Following PM’s warning, Australian industry weighs the real threat from China

Conflict with China escalates on all fronts, online and off, as Australia fast-tracks cyber security investment.

Australia’s cyber security industry has been a flurry of activity in recent weeks, with industry announcements and significant new government investments on the back of an opaque prime ministerial warning that Australia was effectively locked in a cyber war with China.

Australian prime minister Scott Morrison was already raising eyebrows when he offered just a half hour’s notice of a hastily called press conference on 19 June—so important that he had, unusually, requested the presence of the opposition leader as well—putatively to warn citizens to make sure they had updated their iPhones.

Yet it was in the hours and days afterwards that the real reason for his press conference—a morning event that began half an hour after news networks were informed of it—that details emerged of an orchestrated series of cyber attacks by a “sophisticated state-based cyber actor on what Morrison called “all levels of government, industry, political organisations, education, health, essential service providers and operators of other critical infrastructure”.

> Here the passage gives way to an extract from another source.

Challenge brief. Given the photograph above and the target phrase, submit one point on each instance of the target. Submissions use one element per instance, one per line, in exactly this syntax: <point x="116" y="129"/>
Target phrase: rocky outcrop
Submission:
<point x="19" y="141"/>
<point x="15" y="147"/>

Morrison declined in his statement to name the nation-state actor, but analysts wasted mere seconds before attributing the attacks to China—which has levelled punishing new trade sanctions and economically damaging propaganda against Australian interests.

SecureAuth APJ head of growth Michael Warnock wasn’t surprised, saying that “an attack at this scale is not a surprise”, particularly given the recent surge in political tensions as Australia asserts itself on the world stage.